À 36 ans, Anthony Bourbon est l’un des entrepreneurs tricolores les plus médiatisés. À la tête d’un empire en pleine expansion, il incarne en quelque sorte le rêve américain à la française, prouvant qu’il est possible de s’élever des origines les plus modestes aux sommets de la réussite.

Qui est Anthony Bourbon ?

Né à Bordeaux le 22 mai 1988, Anthony Bourbon s’installe progressivement comme une figure emblématique de l’entrepreneuriat français. Il a fondé deux entreprises à succès, en plus d’être un business angel très actif.
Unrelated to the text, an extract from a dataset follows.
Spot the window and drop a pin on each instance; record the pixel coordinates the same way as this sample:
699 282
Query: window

Pourtant, tout n’a pas toujours été rose dans la vie de l’homme d’affaires, qui se décrit comme un « ancien pauvre ».

Comment était sa jeunesse ?

Anthony Bourbon ne s’en cache pas et c’est ce qui, selon ses dires, fait sa force : il a vraiment « galéré » avant d’en arriver là où il est. Très jeune, il doit faire face à une vie de famille tumultueuse. Son père est violent, sa mère souffre de dépression. Une situation qui nuit à sa relation avec cette dernière, admet-il dans l’émission Legend Business diffusée sur YouTube.
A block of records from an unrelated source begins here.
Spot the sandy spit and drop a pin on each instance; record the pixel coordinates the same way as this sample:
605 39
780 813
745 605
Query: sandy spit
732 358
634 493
Lorsqu’il est adolescent, ses parents divorcent et il se retrouve seul avec sa mère. La situation s’envenime, et le jeune homme se retrouve à la rue. « J’aurais pu très mal finir », confie-t-il. Pour s’en sortir, Anthony Bourbon multiplie les « petits business », allant du trafic de calculatrice au débridage de scooters. Il explique avoir senti le filon, ses camarades dans l’un des lycées les plus prestigieux de Bordeaux étant en demande de tels services. Plus tard, il revend des voitures allemandes, achetées outre-Rhin, et garde un pourcentage sur les transactions.
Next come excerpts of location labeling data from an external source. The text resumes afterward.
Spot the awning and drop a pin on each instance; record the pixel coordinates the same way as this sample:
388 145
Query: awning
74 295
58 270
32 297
Portant ses débuts mouvementés comme étendard, l’entrepreneur se définit comme un fervent défenseur de la méritocratie, qu’il estime quasi inexistante en France. Son objectif : bousculer l’ordre établi.

Quelles études a-t-il effectuées ?

Bac scientifique en poche, Anthony entame des études de droit à Bordeaux. En parallèle, il se lance dans les clubs deals dans l’immobilier aux côtés de certains amis plus fortunés, sur de petits biens en banlieue bordelaise pour commencer. Ce type d’accord s’établit entre plusieurs associés, permettant d’acquérir un actif de grande valeur qu’un investisseur seul aurait du mal à financer ou à gérer.

C’est sa première vraie aventure dans l’entreprenariat, qui lui permet de gagner des sommes plus conséquentes. Ayant le goût du risque, le jeune entrepreneur ose. Il lui arrive de tout perdre, mais il poursuit sur sa lancée en même temps que ses études. Une fois sa licence en Droit Privé acquise, il se rend à Paris pour effectuer un master en Science de l’Immobilier.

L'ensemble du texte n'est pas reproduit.